Gabriel Strefezza è uno di quelli che, stagione dopo stagione, ha sempre trovato il modo di incidere. Gol, assist, giocate decisive. E soprattutto personalità.
Ora il destino lo rimette davanti al Como, la squadra con cui ha ritrovato la Serie A e una delle tappe più importanti della sua carriera recente.
Una carriera costruita passo dopo passo
Strefezza arriva in Italia nel 2016, approdando alla SPAL.
Poi Juve Stabia, Cremonese, ancora SPAL, Lecce, Como, la parentesi greca con l’Olympiacos F.C. e infine il Parma, dove arriva in prestito proprio a gennaio.
Un percorso lungo, fatto di salite costruite con continuità e sacrificio.
Ed è proprio con il Lecce che arrivano i numeri più pesanti: 89 presenze e 23 gol, prestazioni che lo trasformano in uno dei giocatori offensivi più riconoscibili della categoria.
La promozione col Como
A Como, Strefezza entra a far parte della squadra che riesce a conquistare la promozione in Serie A.
Da gennaio 2024 diventa subito importante: 15 presenze, 3 gol e 2 assist in Serie B, contribuendo alla cavalcata verso il ritorno nel massimo campionato.
Poi arriva anche la Serie A con i lombardi: 37 presenze, 6 gol e 4 assist, numeri che confermano ancora una volta la sua capacità di adattarsi e incidere anche a un livello più alto.
Il presente a Parma
A gennaio 2026 arriva una nuova sfida: il Parma.
E anche qui Strefezza entra subito nel vivo del gioco, mettendo insieme 2 gol e 2 assist in 13 presenze.
L’ultimo gol è arrivato proprio contro la Roma, segnale di un giocatore che continua a trovare momenti pesanti anche in una squadra ormai vicina alla salvezza definitiva.
Il destino dell’ex
Adesso c’è il Como.
La squadra che lo ha riportato in Serie A, quella con cui ha condiviso una promozione e un pezzo importante della sua crescita recente.
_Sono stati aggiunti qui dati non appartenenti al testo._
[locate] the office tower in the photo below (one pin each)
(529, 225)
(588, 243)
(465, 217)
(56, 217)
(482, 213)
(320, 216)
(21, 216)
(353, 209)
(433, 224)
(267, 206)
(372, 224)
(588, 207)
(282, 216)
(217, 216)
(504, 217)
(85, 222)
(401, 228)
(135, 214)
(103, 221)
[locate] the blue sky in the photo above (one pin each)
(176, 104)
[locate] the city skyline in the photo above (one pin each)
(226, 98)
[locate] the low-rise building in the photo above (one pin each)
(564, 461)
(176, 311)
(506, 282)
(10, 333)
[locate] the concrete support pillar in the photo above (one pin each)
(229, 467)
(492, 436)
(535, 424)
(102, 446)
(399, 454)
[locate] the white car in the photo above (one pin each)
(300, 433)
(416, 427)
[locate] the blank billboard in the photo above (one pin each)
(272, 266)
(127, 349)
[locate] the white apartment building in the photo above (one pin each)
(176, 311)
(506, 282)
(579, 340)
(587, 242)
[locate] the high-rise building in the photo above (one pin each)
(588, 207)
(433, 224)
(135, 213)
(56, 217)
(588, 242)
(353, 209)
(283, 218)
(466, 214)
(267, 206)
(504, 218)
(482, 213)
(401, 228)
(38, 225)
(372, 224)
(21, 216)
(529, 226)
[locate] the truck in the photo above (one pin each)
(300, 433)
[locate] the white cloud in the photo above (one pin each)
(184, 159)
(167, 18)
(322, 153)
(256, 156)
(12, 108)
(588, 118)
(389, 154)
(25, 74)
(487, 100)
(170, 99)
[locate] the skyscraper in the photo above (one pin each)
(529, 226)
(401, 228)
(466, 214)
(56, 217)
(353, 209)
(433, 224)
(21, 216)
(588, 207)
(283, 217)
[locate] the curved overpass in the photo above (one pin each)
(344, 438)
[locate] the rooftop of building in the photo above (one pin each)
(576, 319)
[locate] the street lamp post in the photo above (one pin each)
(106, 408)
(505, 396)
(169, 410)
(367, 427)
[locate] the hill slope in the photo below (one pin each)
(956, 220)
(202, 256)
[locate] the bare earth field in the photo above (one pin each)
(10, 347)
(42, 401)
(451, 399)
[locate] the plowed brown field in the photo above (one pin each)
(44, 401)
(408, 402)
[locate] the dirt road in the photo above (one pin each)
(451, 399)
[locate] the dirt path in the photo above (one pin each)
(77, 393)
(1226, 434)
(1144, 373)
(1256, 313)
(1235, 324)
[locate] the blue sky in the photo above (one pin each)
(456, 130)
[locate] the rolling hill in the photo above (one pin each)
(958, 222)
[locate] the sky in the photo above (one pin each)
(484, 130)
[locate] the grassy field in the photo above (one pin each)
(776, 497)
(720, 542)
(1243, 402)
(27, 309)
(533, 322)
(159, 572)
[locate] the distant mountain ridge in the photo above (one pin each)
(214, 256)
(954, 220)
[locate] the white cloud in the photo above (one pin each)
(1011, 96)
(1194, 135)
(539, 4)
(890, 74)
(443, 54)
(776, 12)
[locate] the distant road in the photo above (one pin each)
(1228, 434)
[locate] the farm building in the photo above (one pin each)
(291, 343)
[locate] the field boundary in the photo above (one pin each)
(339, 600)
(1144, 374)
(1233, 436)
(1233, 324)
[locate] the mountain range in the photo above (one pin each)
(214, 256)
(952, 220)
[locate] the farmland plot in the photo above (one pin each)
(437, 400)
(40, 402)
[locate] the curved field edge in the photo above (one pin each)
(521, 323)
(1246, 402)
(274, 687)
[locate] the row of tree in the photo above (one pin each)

Il Parma può giocare con più leggerezza, mentre il Como ha ancora bisogno di punti per inseguire il miglior piazzamento europeo possibile.
E proprio per questo la partita si preannuncia aperta, intensa, piena di spazi.
Uno scenario perfetto per uno come Strefezza.
Perché gli ex certe partite le sentono sempre in modo diverso.
E a volte basta una giocata per lasciare il segno ancora una volta.